The following is paid content sponsored by REEL Splint
Background:
The MedStar Mobile Healthcare System in the Fort Worth, Texas area covers 421 square miles of service area, with 350 employees running in a P/B configuration and responding to more than 112,000 calls for service annually. With a regional authority model consisting of a six-member board of directors, who provide policy oversight, and a 14-member board of medical doctors, who provide clinical oversight and direction, MedStar is in a position to rapidly evaluate differing treatment modalities for a wide variety of illness and injury scenarios.
Challenge:
As with many EMS agencies across the world, MedStar’s EMTs and medics often found themselves facing orthopedic injury mechanisms which simply didn’t “fit” the available equipment on board their trucks, including angulated or displaced fractures, unstable joint injuries, crush injury, and more.
Immobilization in the position found, while retaining the position of function, was challenging at best given the limited orientation of the traditional splinting materials (ladder splints, SAM-type splints, and improvised, for example).
Since a great deal of EMS is about preserving function in the long-term by providing the correct care in the immediate aftermath of a patient’s injury, MedStar was open to looking around at different options on the market which better addressed the complicated positioning and stabilization needs of atypical extremity injuries.
By finding a solution, their staff would better be able to prevent disability in both the short- and long-term sense, and reduce pain, for their patients stricken with that injury type.
Solution:
In 2004, MedStar’s clinical advisors came across a radically innovative solution to this problem: the REEL Splint immobilization and traction device. As Matt Zavadsky, Sean Burton, and John Elder of MedStar related in their interview with EMS1, several potential benefits became immediately evident upon looking over the device.

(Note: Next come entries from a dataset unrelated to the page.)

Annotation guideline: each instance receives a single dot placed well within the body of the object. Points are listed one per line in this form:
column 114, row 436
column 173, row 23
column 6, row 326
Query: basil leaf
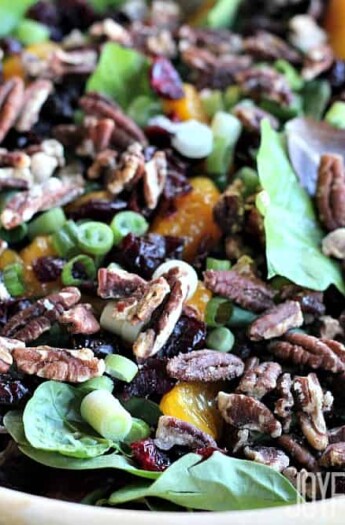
column 122, row 74
column 11, row 12
column 52, row 421
column 219, row 483
column 293, row 234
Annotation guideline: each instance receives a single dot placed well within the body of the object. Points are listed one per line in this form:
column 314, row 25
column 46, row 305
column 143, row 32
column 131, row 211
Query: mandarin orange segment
column 187, row 108
column 200, row 299
column 195, row 403
column 193, row 218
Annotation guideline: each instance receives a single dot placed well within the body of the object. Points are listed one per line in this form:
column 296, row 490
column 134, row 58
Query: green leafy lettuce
column 293, row 234
column 11, row 13
column 122, row 74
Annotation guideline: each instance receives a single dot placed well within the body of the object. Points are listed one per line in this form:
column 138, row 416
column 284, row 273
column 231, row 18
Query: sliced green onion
column 221, row 339
column 120, row 367
column 95, row 238
column 98, row 383
column 65, row 241
column 31, row 32
column 15, row 235
column 218, row 312
column 49, row 222
column 13, row 279
column 335, row 116
column 106, row 415
column 139, row 430
column 217, row 264
column 128, row 222
column 88, row 267
column 241, row 318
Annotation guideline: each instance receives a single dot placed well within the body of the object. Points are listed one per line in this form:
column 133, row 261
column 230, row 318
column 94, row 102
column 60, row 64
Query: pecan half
column 11, row 100
column 7, row 345
column 245, row 289
column 58, row 364
column 30, row 323
column 244, row 412
column 306, row 350
column 259, row 380
column 175, row 432
column 330, row 194
column 51, row 193
column 298, row 452
column 270, row 456
column 333, row 245
column 309, row 401
column 266, row 46
column 206, row 366
column 334, row 456
column 81, row 319
column 266, row 83
column 276, row 321
column 117, row 283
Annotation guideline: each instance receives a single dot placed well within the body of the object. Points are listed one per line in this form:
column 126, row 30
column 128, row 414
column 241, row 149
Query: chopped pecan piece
column 266, row 83
column 117, row 283
column 330, row 195
column 270, row 456
column 51, row 193
column 259, row 380
column 11, row 101
column 298, row 452
column 245, row 289
column 276, row 321
column 306, row 350
column 333, row 245
column 244, row 412
column 334, row 456
column 336, row 435
column 30, row 323
column 205, row 366
column 318, row 60
column 34, row 97
column 309, row 401
column 81, row 319
column 252, row 116
column 175, row 432
column 7, row 345
column 58, row 364
column 266, row 46
column 100, row 106
column 283, row 406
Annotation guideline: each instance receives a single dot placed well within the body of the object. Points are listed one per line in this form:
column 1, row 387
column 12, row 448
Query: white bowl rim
column 19, row 508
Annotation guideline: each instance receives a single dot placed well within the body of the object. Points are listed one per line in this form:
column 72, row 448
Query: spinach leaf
column 143, row 409
column 217, row 484
column 52, row 421
column 11, row 12
column 293, row 235
column 122, row 74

The first, as John says, was that the wide variety of lockable configurations inherent in the splint’s design, along with the built-in capability of functioning as a more traditional traction splint, meant that their EMTs and medics could carry something which would have not only greater functionality as compared to traditional splints, but would also be more efficient and reduce the amount of equipment which each truck needed to carry.
Paul Martin of REEL Splint adds that this is a consideration for a lot of adopters, and adds as well the fact that carrying the device often cuts down drastically on consumable supplies for splinting, a significant cost for many ambulance services, simply because the durable, versatile, cleanable nature of the splint allows for a reduction in the volume of disposable splinting material.
Results:
After implementing the splint across all of their vehicles shortly after purchasing them, stories began to come in of patient cases in which the splint provided a better outcome for the patient, along with much easier handling of the injury by their personnel.
John relates one story of a patient that he treated with a complex humeral fracture which presented with the patient’s arm elevated above the shoulder, normally very difficult to immobilize for even the most experienced EMT or medic.
Since he had the REEL Splint on board, however, he was able to match the shape of the splint to the injured arm, lock it into place after securing it around the injury site, and then, due to the handles present on the device, actually secure the entire extremity (via the splint) to the upper bar of the cot, with the result being both excellent immobilization and a reduction in pain for the patient.
Matt and Sean also tell the stories of a couple of other uses of the device on calls that they did, including a dislocated, angulated knee in which the REEL Splint’s flexibility allowed immobilization with both comfort for the patient and retention of distal CSM, as well as another case where it was used as a more traditional traction splint with the included ratcheting strap-and-hitch system (familiar to everyone who’s ever worked in the field, but with a much higher quality of construction in the materials).
Overall, response to the device has been very favorable among the staff of MedStar, says Matt, especially since training on its wide variety of uses is not only part of their initial employee orientation, but also is part of a larger skills-refresher course undertaken annually with all equipment carried on each ambulance.
This ensures that their personnel are comfortable with how to use the device, and aware of its options for adjustment. The device is being used, on average, about once a month, perhaps not a high number at face value, but worth considering in that those patients are very likely those at the highest risk of permanent disability, and the use of the splint may have prevented that for many of them.
One of the key benefits to being in a regional control-type system for EMS is that the implementation of best practices drives research, and not just the other way around, as is the case in many systems.
MedStar’s flexibility and the intimate involvement of their medical advisory board means that they, like others in similar systems, can adopt the best possible practices very early on, and see how those practices play out in real life as they are refined. In this case, the adoption of the REEL Splint followed that model, and the results have been excellent for all concerned, from provider to patient and beyond.
Greg Bogosian is the Special Projects Manager for the Praetorian Group, Inc. and is an 11-year field EMT-Basic with significant 911 system experience in urban and suburban patient populations.